IBISWorld for concise industry reports worldwide with key metrics and dynamics. Statista for quick stats and trend overviews that help frame P/Q drivers. MarketLine / Datamonitor gives snapshot industry profiles with value chain and competitive insight. Bain/BCG/McKinsey insights have industry primers and short frameworks that surface profit pools and forces. Harvard Business Review’s “Industry and Competitive Analysis” articles are great for frameworks. Investopedia and Corporate Finance Institute (CFI) offer accessible modules on key business model concepts. EY/ PwC/ Deloitte industry pages often summarize sector economics and trends. PitchBook/CB Insights for tech and emerging industry value chains and financing context.

If you want a very crisp interview‑ready structure, combine an industry primer from IBISWorld or MarketLine with a profitability/value chain view from a Big 3 consultancy article and key metrics from Statista.

You can reach out if you want specific links or primers for an industry.

Best,
Alessa :)

Profile picture of Cristian
on Dec 15, 2025
Most awarded coach | Ex-McKinsey | Verifiable 88% offer rate (annual report) | First-principles cases + PEI storylining

Just to clarify - you're not expected to have in-depth industry knowledge for generalist roles.
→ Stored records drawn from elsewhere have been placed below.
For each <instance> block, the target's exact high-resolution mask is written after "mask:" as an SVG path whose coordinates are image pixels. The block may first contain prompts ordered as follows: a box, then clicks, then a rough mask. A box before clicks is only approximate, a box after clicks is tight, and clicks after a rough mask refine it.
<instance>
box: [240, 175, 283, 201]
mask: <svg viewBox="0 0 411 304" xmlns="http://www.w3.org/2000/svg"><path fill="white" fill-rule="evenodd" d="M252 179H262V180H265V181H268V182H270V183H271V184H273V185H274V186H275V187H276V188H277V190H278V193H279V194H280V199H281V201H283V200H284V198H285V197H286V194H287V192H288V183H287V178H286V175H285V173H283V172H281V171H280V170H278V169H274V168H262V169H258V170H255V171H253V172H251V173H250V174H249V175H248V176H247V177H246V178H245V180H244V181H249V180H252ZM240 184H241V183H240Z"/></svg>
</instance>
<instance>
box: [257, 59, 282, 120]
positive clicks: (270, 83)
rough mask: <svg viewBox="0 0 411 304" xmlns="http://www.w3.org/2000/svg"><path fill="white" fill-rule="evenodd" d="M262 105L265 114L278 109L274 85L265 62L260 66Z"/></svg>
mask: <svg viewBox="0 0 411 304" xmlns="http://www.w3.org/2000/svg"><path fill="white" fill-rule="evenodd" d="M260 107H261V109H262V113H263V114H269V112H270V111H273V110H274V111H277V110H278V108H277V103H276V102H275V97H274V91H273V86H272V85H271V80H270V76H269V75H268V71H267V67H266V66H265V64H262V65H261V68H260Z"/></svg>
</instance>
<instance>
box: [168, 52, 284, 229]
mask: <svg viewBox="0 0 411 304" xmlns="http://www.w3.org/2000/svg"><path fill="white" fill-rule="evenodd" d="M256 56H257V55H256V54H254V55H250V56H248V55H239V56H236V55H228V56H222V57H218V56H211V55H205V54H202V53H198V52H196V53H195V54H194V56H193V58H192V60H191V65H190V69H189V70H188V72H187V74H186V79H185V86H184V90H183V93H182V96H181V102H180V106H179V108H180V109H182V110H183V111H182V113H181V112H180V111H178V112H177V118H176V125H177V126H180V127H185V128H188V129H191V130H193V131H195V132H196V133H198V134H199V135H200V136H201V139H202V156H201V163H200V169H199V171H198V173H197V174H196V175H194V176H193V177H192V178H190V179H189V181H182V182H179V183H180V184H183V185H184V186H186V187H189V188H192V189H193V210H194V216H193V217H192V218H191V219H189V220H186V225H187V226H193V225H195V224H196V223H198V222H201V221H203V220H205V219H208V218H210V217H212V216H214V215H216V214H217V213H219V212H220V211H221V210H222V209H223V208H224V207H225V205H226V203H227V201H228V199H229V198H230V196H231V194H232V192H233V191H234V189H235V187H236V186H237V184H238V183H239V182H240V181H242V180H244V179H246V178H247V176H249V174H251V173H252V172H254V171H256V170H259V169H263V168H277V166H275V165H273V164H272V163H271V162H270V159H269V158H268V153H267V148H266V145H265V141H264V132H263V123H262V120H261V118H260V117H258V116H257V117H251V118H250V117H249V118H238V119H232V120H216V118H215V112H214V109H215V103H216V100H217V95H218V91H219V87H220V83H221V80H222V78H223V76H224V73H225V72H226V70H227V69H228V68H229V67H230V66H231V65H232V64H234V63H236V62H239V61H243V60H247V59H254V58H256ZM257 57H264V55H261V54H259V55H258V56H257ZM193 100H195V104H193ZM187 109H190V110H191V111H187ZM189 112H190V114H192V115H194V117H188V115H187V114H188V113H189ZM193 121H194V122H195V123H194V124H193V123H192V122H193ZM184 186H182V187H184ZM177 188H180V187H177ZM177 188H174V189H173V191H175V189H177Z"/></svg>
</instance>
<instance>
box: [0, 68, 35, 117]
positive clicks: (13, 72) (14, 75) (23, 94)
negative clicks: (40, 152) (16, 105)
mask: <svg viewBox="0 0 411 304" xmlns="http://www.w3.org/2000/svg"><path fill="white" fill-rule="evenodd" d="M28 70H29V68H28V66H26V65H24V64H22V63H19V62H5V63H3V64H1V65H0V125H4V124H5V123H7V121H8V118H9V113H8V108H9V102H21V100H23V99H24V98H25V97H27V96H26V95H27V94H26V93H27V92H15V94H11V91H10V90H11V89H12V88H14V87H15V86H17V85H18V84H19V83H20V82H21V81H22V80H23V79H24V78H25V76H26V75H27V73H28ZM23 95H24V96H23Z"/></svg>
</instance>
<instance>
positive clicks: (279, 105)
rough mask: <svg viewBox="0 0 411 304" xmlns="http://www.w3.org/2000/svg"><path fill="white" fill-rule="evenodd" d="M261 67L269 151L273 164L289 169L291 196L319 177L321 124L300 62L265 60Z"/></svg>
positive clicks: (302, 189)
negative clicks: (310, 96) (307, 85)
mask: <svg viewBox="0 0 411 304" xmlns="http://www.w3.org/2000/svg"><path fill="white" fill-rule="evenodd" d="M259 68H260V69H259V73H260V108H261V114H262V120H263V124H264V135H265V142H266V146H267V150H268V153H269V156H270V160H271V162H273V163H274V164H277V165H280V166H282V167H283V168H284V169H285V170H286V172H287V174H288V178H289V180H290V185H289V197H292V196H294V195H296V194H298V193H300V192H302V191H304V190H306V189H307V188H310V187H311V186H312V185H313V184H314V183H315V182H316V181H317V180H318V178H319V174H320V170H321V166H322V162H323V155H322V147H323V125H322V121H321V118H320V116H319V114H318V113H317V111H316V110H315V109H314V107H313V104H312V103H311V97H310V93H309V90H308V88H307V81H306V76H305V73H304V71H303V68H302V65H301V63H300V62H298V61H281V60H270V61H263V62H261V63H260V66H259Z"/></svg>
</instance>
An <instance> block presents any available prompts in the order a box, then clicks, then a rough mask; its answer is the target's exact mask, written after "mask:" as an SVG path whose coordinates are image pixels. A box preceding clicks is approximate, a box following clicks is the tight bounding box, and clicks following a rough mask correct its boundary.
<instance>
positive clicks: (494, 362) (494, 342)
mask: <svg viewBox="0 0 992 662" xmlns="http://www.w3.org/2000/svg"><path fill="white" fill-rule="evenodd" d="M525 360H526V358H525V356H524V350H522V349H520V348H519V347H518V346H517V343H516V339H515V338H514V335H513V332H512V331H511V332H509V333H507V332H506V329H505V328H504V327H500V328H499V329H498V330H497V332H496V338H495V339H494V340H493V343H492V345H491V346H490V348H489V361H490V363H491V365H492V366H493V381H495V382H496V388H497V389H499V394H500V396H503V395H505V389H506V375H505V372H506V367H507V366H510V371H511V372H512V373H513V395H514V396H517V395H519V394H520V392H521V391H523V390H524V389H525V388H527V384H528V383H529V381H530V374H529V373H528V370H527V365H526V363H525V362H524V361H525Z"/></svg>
Only if you're applying for a specialist role, you are expected to have in-depth knowledge of the practice / industry you're applying for. 

However, if it makes you feel more comfortable to know a bit more, then chatgpt can actually be very useful with this. Ask for a 2 page primer and that's more than enough knowledge for what you need. 

Best,
Cristian

Profile picture of Brian
Brian
Coach
on Dec 31, 2025
3+ years in McKinsey | Free intro calls | Interviewed 40+ CAs to Associates (MBA-level)

ChatGPT would be able to provide this for you. Just learn to prompt properly.